Ranked-choice voting could soon become the default for Arlington County Board primaries in Arlington.

This weekend, the County Board is set to approve the voting method, in which residents rank candidates in order of preference. If approved, next year — when one County Board seat is up for grabs — participants in the June primary will fight to secure a 51% threshold to secure a nomination.

Voters got a taste of the voting method during the County Board primary this June, which featured a full slate of candidates jockeying for one of two nominations from Arlington Democrats. The nominees, Susan Cunningham and Maureen Coffey, were the first to secure 34% thresholds after six run-off rounds that eliminated bottom vote-getters.

In an election seen as a referendum on the Missing Middle zoning policies, local elections buffs pointed to the results as proof ranked-choice voting, or RCV, could better reflect a divided electorate, with Cunningham more opposed to it than Coffey, though both had criticism of its roll-out. Both women went on to win their campaigns this November and will be sworn in next month.

Still, County Board members were not totally on board. A month after the primary, after praising Arlington’s Dept. of Elections for how it handled the roll-out, Board members punted on adopting it for the general election. They expressed concerns about how votes are counted when two seats are up and the quality of outreach to voters about the new system, particularly people of color, renters and young people.

The County Board ultimately decided to adopt ranked-choice voting for County Board primaries only. This was an unpopular opinion among the 2,278 people who shared their thoughts on RCV with the county.

Only 7% said it should be reserved for primaries, compared to 47% who said it should be implemented in every election and 32% who said no elections should use the method.

Ranked-choice voting feedback results (via Arlington County)

Overall, most county survey respondents — about 70% — said their experience with RCV was either “positive,” “exceptional” or “fair,” while 29% said it was “negative.” About 75% reported having heard about it and being familiar with how it worked, and those who did report familiarity overwhelmingly said they learned about it through the news.

(An unscientific ARLnow poll found that 75% of readers reported not being confused by RCV.)

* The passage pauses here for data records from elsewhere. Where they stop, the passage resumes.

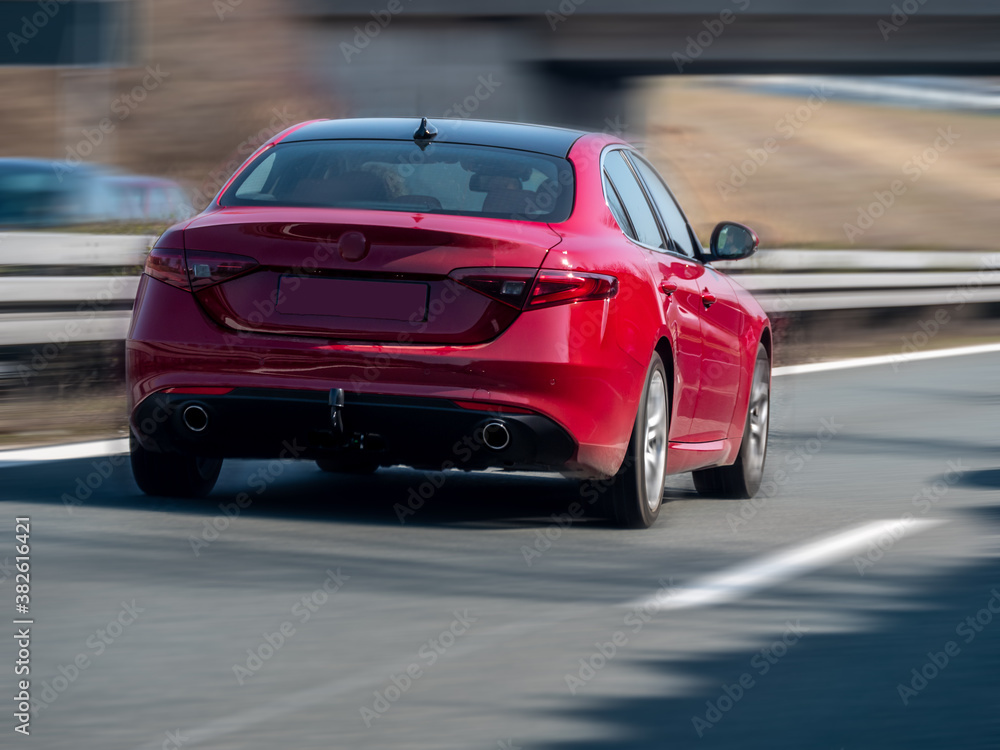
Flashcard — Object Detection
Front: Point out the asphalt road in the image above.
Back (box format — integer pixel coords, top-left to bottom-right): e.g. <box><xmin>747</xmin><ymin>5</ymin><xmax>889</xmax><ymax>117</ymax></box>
<box><xmin>0</xmin><ymin>354</ymin><xmax>1000</xmax><ymax>750</ymax></box>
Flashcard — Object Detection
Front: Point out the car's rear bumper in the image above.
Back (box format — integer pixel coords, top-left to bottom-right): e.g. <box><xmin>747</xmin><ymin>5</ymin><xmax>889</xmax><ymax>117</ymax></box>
<box><xmin>127</xmin><ymin>277</ymin><xmax>645</xmax><ymax>476</ymax></box>
<box><xmin>132</xmin><ymin>388</ymin><xmax>576</xmax><ymax>470</ymax></box>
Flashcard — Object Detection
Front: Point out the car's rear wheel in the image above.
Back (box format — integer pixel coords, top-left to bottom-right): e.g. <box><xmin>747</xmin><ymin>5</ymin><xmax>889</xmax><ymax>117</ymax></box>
<box><xmin>316</xmin><ymin>458</ymin><xmax>379</xmax><ymax>475</ymax></box>
<box><xmin>129</xmin><ymin>435</ymin><xmax>222</xmax><ymax>497</ymax></box>
<box><xmin>611</xmin><ymin>353</ymin><xmax>670</xmax><ymax>529</ymax></box>
<box><xmin>692</xmin><ymin>344</ymin><xmax>771</xmax><ymax>500</ymax></box>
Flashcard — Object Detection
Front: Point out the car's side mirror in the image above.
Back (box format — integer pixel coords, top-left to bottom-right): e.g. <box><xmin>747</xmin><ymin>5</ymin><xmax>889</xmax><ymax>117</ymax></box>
<box><xmin>709</xmin><ymin>221</ymin><xmax>760</xmax><ymax>260</ymax></box>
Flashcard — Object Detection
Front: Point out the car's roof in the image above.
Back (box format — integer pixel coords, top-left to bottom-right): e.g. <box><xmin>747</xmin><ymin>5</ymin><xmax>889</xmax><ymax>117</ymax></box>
<box><xmin>283</xmin><ymin>117</ymin><xmax>586</xmax><ymax>157</ymax></box>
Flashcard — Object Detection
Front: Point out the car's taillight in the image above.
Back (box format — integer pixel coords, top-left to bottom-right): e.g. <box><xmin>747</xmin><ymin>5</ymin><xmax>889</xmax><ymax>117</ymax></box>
<box><xmin>187</xmin><ymin>250</ymin><xmax>258</xmax><ymax>292</ymax></box>
<box><xmin>451</xmin><ymin>268</ymin><xmax>618</xmax><ymax>310</ymax></box>
<box><xmin>144</xmin><ymin>247</ymin><xmax>191</xmax><ymax>289</ymax></box>
<box><xmin>451</xmin><ymin>268</ymin><xmax>537</xmax><ymax>310</ymax></box>
<box><xmin>527</xmin><ymin>271</ymin><xmax>618</xmax><ymax>309</ymax></box>
<box><xmin>145</xmin><ymin>247</ymin><xmax>257</xmax><ymax>292</ymax></box>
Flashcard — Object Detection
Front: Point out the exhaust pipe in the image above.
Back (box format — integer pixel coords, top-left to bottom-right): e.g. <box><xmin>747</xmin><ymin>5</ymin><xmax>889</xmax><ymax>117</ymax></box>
<box><xmin>181</xmin><ymin>404</ymin><xmax>208</xmax><ymax>432</ymax></box>
<box><xmin>483</xmin><ymin>422</ymin><xmax>510</xmax><ymax>451</ymax></box>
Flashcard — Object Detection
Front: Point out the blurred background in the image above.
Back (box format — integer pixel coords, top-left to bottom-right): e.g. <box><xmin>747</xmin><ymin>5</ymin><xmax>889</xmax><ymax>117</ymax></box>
<box><xmin>0</xmin><ymin>0</ymin><xmax>1000</xmax><ymax>446</ymax></box>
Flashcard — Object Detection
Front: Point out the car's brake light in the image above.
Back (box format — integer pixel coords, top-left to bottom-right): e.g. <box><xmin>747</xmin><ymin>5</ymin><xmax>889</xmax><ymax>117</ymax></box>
<box><xmin>451</xmin><ymin>268</ymin><xmax>536</xmax><ymax>310</ymax></box>
<box><xmin>527</xmin><ymin>271</ymin><xmax>618</xmax><ymax>309</ymax></box>
<box><xmin>451</xmin><ymin>268</ymin><xmax>618</xmax><ymax>310</ymax></box>
<box><xmin>144</xmin><ymin>247</ymin><xmax>191</xmax><ymax>290</ymax></box>
<box><xmin>145</xmin><ymin>247</ymin><xmax>258</xmax><ymax>292</ymax></box>
<box><xmin>187</xmin><ymin>250</ymin><xmax>257</xmax><ymax>292</ymax></box>
<box><xmin>164</xmin><ymin>386</ymin><xmax>233</xmax><ymax>396</ymax></box>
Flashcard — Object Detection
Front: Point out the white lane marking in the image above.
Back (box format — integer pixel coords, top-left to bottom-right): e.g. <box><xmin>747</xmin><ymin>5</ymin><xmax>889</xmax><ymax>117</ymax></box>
<box><xmin>0</xmin><ymin>438</ymin><xmax>128</xmax><ymax>469</ymax></box>
<box><xmin>0</xmin><ymin>344</ymin><xmax>1000</xmax><ymax>469</ymax></box>
<box><xmin>629</xmin><ymin>518</ymin><xmax>945</xmax><ymax>612</ymax></box>
<box><xmin>771</xmin><ymin>344</ymin><xmax>1000</xmax><ymax>377</ymax></box>
<box><xmin>139</xmin><ymin>519</ymin><xmax>945</xmax><ymax>750</ymax></box>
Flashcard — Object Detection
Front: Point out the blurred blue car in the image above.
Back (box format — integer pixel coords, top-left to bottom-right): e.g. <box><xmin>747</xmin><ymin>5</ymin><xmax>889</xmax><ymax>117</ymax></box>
<box><xmin>0</xmin><ymin>158</ymin><xmax>194</xmax><ymax>227</ymax></box>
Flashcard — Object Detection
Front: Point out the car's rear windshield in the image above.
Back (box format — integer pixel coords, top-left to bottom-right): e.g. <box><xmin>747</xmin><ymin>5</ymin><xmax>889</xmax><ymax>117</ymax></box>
<box><xmin>221</xmin><ymin>140</ymin><xmax>573</xmax><ymax>222</ymax></box>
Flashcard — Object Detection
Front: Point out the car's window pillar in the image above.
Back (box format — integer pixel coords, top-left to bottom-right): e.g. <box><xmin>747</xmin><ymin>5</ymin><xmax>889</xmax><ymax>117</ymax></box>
<box><xmin>628</xmin><ymin>152</ymin><xmax>700</xmax><ymax>260</ymax></box>
<box><xmin>602</xmin><ymin>149</ymin><xmax>667</xmax><ymax>250</ymax></box>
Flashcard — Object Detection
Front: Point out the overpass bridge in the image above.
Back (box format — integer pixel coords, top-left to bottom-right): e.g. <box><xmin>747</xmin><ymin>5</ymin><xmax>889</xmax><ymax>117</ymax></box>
<box><xmin>295</xmin><ymin>0</ymin><xmax>1000</xmax><ymax>130</ymax></box>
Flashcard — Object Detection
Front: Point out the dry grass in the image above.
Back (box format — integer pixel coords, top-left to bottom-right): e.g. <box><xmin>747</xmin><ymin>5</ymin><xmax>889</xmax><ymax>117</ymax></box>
<box><xmin>649</xmin><ymin>79</ymin><xmax>1000</xmax><ymax>251</ymax></box>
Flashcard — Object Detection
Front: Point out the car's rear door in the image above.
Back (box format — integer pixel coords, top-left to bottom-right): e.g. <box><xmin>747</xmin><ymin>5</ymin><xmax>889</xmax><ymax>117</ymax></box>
<box><xmin>604</xmin><ymin>150</ymin><xmax>704</xmax><ymax>442</ymax></box>
<box><xmin>629</xmin><ymin>153</ymin><xmax>745</xmax><ymax>442</ymax></box>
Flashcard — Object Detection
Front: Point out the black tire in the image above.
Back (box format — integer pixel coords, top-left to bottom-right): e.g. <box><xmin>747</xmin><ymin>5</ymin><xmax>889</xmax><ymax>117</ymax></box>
<box><xmin>691</xmin><ymin>344</ymin><xmax>771</xmax><ymax>500</ymax></box>
<box><xmin>609</xmin><ymin>353</ymin><xmax>670</xmax><ymax>529</ymax></box>
<box><xmin>129</xmin><ymin>435</ymin><xmax>222</xmax><ymax>497</ymax></box>
<box><xmin>316</xmin><ymin>457</ymin><xmax>379</xmax><ymax>476</ymax></box>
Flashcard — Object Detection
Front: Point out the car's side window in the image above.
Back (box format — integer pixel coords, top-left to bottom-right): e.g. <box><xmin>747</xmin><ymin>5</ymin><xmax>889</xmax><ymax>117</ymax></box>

Making the change will cost $2 million, as the county intends to buy new ballot machines that allow voters to rank more than the three choices they can rank today. The current machines will be used in the the June 2024 County Board primary but will be switched out in the 2025 fiscal year.

Should the County Board decide to use ranked-choice voting for a general election, it must formally adopt its use at least 90 days before the election.